Reuters
ReutersHONG KONG (Reuters Breakingviews) - What happens when a French bureaucrat, a Chinese government official, rich European heiresses and a captain of car-making walk into a boardroom? This start of a bad financial joke is what could result from the proposed $50 billion merger of Fiat Chrysler Automobiles, and Peugeot. Crunching together two second-tier businesses is tough enough without a muddled governance structure.
A better way forward would be to ensure that Exor, the Agnelli family holding that is Fiat’s biggest shareholder, retains a position of dominance. That would give the combined company’s professional cost-cutting aficionado, Peugeot boss Carlos Tavares, the whip hand in making the difficult decisions needed to squeeze out $6 billion of annual savings potentially on offer.
The idea presents a challenge, however. Although Fiat’s market value is about $1 billion larger than Peugeot’s, the French automaker has three shareholders of equal standing: France’s sovereign wealth fund, Beijing-backed Dongfeng Motor and the scattered progeny of Peugeot’s founders. Each holds 12.2%. Exor owns 29% of Fiat. In a merger at current prices, the Peugeot trio would wind up with about 18% of the company, and Exor around 15%. That is unlikely to fly with the Agnellis.
Tilting the exchange offer toward Fiat would be too much to ask of Peugeot’s owners, given the implied change of control. Therefore, tactically deploying some cash may be in order. Peugeot could do what Fiat proposed in its aborted merger with Renault earlier this year: pay out a slug in a so-called “equalising dividend” to shareholders before the merger. If it distributed 5 billion euros ($5.6 billion) of the almost 8 billion euros of cash on hand at the end of June, the trio’s combined equity stake in the new company would, in theory, drop below Exor’s.

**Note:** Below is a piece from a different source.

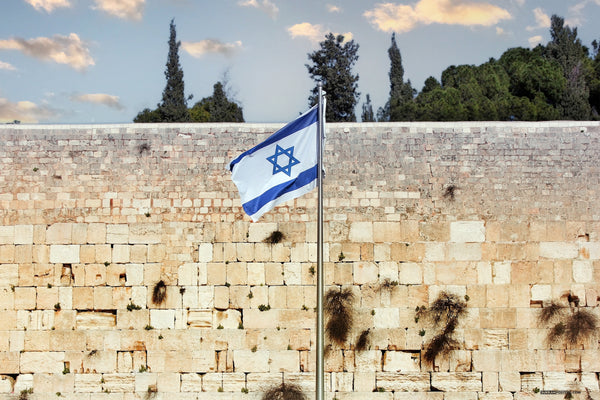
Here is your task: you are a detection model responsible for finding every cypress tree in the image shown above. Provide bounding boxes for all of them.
[306,33,360,122]
[158,20,190,122]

Would the Chinese and the French bite? Both came to Peugeot’s rescue five years ago, investing some 800 million euros each for equity worth 2.7 billion euros today. Dongfeng was looking to sell its stake, Bloomberg reported in August. And despite some dirigiste propensities, French President Emmanuel Macron needs to shore up his country’s finances and start an innovation fund. A Fiat-Renault deal might have more to offer on paper but aligned interests would make Fiat-Peugeot a smoother ride.